Really, what he would have liked, rather than a solemn dramatic analysis, would have been the freedom to babble about it to someone. To her. She’d be a joy to babble to.

Did you know that Tim isn’t short for Timothy?
he’d like to say.
His name is actually Timon
.

Of Athens?
she’d ask, alert and curious, her mouth curling in that beautiful smile.

No, of Greenwich, Connecticut
. They would laugh together.
But I read the play, after I met him. No one reads that play, but I did
.

What did you think?

I don’t remember anything about it. Just the title page. I kept flipping back and just looking at that one word on the title page
.

No, too sappy. Too confidential. It wouldn’t shock her to know that he’s mooning over a man (he guesses it wouldn’t even surprise her).
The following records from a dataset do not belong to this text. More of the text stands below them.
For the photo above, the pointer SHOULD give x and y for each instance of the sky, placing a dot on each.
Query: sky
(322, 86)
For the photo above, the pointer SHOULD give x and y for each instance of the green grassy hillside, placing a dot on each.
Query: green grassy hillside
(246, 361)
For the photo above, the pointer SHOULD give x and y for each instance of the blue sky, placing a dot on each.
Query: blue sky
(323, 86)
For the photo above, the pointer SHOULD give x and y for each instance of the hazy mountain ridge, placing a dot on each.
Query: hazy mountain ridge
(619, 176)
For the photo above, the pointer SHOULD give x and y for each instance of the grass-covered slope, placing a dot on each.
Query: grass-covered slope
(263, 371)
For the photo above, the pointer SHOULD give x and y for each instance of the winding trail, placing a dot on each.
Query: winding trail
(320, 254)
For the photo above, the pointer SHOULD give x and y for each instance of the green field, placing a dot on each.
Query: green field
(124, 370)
But he knows that even this kind of talk would be too much, the same way he knew, growing up, sneaking silently out of the house at night, which parts of which floorboards to avoid. She’d be warm and interested. She’d ask questions. Then she’d have to ask more questions, next week, next month. If it went well, she’d have to rejoice. If it ended, she’d have to commiserate. She’d have to be a friend, or do that sprightly false boss-taking-an-interest-in-the-worker business. It would upset their balance, which cannot be explained, but which works.